AI 开发者们指出,AI 系统的能力呈指数级增长的趋势(scaling law hypothesis),只要持续输入更多数据和计算力,这种增长将会持续。这一假设的主要支持者之一是 Dario Amodei,他曾在 OpenAI 领导开发了 ChatGPT 2 和 ChatGPT 3,后来他离开并共同创立了 AI 公司 Anthropic,并担任 CEO。Anthropic 最近推出的 Claude 3,目前被认为是最强大的 AI 模型。

Amodei 认为,真正的挑战刚刚开始,我们现在正处于这一变革的加速阶段。他预见,那些只存在于科幻小说中的系统,将在未来两到五年内成为现实,这些系统的强大超出我们的想象,以至于连他本人也认为像他这样的开发者不应该掌握决定它们行动的权力。

在节目中,我向他提出两个问题,想通过他的答案来验证自己的想法:他的看法正确吗?如果他是对的,那又会如何?我之前曾邀请过 Sam Altman 和 Demis Hassabis,他们分别是 OpenAI 和 Google DeepMind 的负责人,他们的观点也非常值得一听。

节目的链接将包含在笔记中,通过比较他们对 AI 发展趋势和政治观点的讨论,你可以深入了解这些领域领袖的思考方式及其差异。

如有任何思考、反馈或嘉宾推荐,请通过以下邮箱联系我:[email protected]。

[音乐响起]

欢迎 Dario Amodei 加入我们的节目。

**DARIO AMODEI: ** 感谢您的邀请。

**EZRA KLEIN: ** 我一直在思考两种关于 AI 的截然不同的节奏:一种是技术发展自身的速度,另一种是社会对这些变化的反应速度。
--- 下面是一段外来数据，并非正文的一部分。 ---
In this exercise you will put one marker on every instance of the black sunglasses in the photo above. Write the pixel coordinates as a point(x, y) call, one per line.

您对这两者的关系有何感受?

**DARIO AMODEI: ** 所以我认为这是一个我们在历史上可能已经见过几次的现象,就是存在一个基本过程,它本质上是平滑的,这里则是指数增长。然后这个过程扩散到了公众视野。这种扩散表现得非常突兀,看似突然爆发,仿佛凭空出现,往往是在触及某些关键点或在公众特定的参与时刻被激发。

因此,通过我个人的经验来说 — 我在 OpenAI 工作了五年,是首批员工之一。2018 年,我们开发了一款名为 GPT-1 的模型,其计算能力仅是现在模型的十万分之一。

我和我的同事们首次进行了所谓的规模法则 (scaling laws) 研究,即探索模型大小、信息吸收能力及数据输入量变化时的影响。我们发现了一些非常规律的模式,并预测如果将投资从当时的一万美元增至亿级别,将带来翻天覆地的变化和巨大的经济价值。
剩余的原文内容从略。